Hot rolled steel plate is produced by repeatedly rolling a cast steel ingot down to the finished thickness. This has the effect of creating a grain in the sheet longitudinal to the direction of roll, it also homogenises impurities such as dissolved gases, voids and inclusions present in the cast steel ingot. This process greatly strengthens the material but creates a stratified microstructure. When the steel corrodes this structure causes oxidisation to propagate along the grain boundaries known as Lamellar Corrosion or more commonly ‘pancake rusting’. Iron oxide can expand between 7 and 11 times its original thickness and as the oxide expands it forces the grain structure apart into layers of corrosion.

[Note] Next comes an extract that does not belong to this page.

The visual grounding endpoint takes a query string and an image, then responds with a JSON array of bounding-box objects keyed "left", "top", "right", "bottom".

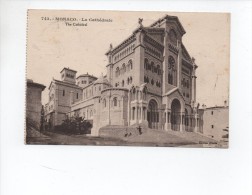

Corrosion inhibiting primers and rust treatments cannot penetrate through the layers of pancake rust to work on any corrosion active in the underlying layers. It is essential therefore to remove any flaking layers of pancake rusting until white metal is found before treatment. This oxide is very hard and brittle and will not react well to abrasion with sand paper or wire brushes; these will just polish the surface. The surface may look clean but unless it appears as white metal, the rust will not have been removed. Its removal is best achieved with a needle gun or by grit blasting until clean metal is seen.
It is important to discover whether the corrosion appears uniform across the surface or as a deep groove along the line of the weld. This groove corrosion is a form of hydrogen embrittlement and is more serious as it can significantly affect the strength of the weld. If a groove or crack is found in the surface of the cleaned steel along the line of, or parallel to the line of the weld, it must be ground out and the seam re-welded. It is important to use low hydrogen welding rods, known as ‘Low-hy’ rods to limit any absorption of hydrogen into the steel. Mig welding is also recommended as it naturally a low hydrogen weld process.